There's a gap between knowing and doing that's as wide as an account explosion.
When a rebound comes, they want to buy the dip; when good news arrives, they want to chase, but in the end, they still lose.
Discipline is truly more valuable than any secret.
I just want to know how many people can really sell when the price drops, without any hesitation.
There are all kinds of trading secrets circulating in the crypto world, but the truly stable methods are often surprisingly simple.
There is a trading framework that has been validated in the market for many years—by using only the daily MACD golden cross combined with daily moving average discipline, you can grasp most opportunities. No need to stare at the screen until your eyes are tired, no need to chase after hot news, just strictly follow the discipline to ride the trend.
How exactly does this method work? It’s actually just four steps.
**Step 1: The criteria for screening coins are very simple**
Look only at the daily chart, wait for the MACD to generate a golden cross. What is the most reliable signal? When the golden cross occurs above the zero line. Coins like CHZ, GIGGLE, and others can be screened out using this standard. Choosing the right starting point makes subsequent operations meaningful.
**Step 2: One daily moving average is enough**
No need for multiple moving averages intertwined. Just stick to one daily moving average—hold the coin as long as the price stays above it, and sell immediately if it breaks below. Sounds simple? You’ll realize how difficult it is when you actually execute. Especially during rebounds in a downtrend, it’s easy to be confused. But discipline is discipline—there are no exceptions.
**Step 3: Entry and exit require discipline**
Buy trigger condition: When the price breaks above the daily moving average, trading volume must also increase simultaneously. Both conditions must be met for a true entry signal. At this point, you can go all-in.
As for selling? It’s divided into three stages: when the gain exceeds 40%, sell 1/3 of the position; when it reaches 80%, sell another 1/3; and the remaining 1/3? As long as the price falls below the daily moving average, regardless of how high it has risen, close all positions. No dragging, no waiting—just exit immediately.
**Step 4: The most testing part of your mindset**
If the next day the price unexpectedly falls below the daily moving average, then no matter what the reason—good news, technical rebound, bottom reversal—it’s useless. You must immediately close the position. This step is the anchor of the entire framework.

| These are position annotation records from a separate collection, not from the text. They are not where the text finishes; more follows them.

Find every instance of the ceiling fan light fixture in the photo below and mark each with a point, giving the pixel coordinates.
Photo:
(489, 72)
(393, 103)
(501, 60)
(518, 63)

Some people think this is too absolute? But the problem is, if you start looking for exceptions, your discipline begins to loosen. In the long run, those who stick to discipline and those relying on luck will have very different accounts.
After selling, wait for the price to rise back above the daily moving average before re-entering. The profit remains the same, just in a different cycle.
**Why is this method stable?**
Because it is entirely based on objective technical signals, not relying on news judgment, nor requiring you to predict market turning points. MACD golden cross reflects momentum change, and the daily moving average reflects the price center. Combining the two means: only participate when momentum is upward and the price is above the moving average.
Risk control is also very clear—once the breakout fails (falls below the daily moving average), stop loss immediately. No opportunity for losses to expand. The result of this approach is that, although you may not catch every bottom or top of each trend, you can secure stable profits during each wave.
This framework works for everything from BTC to various altcoins. The key is whether you dare to truly execute it. Most people understand these principles, but when it comes to execution, they start to be flexible and find reasons. The final result is that, in the same market conditions, others make money while you don’t or even lose.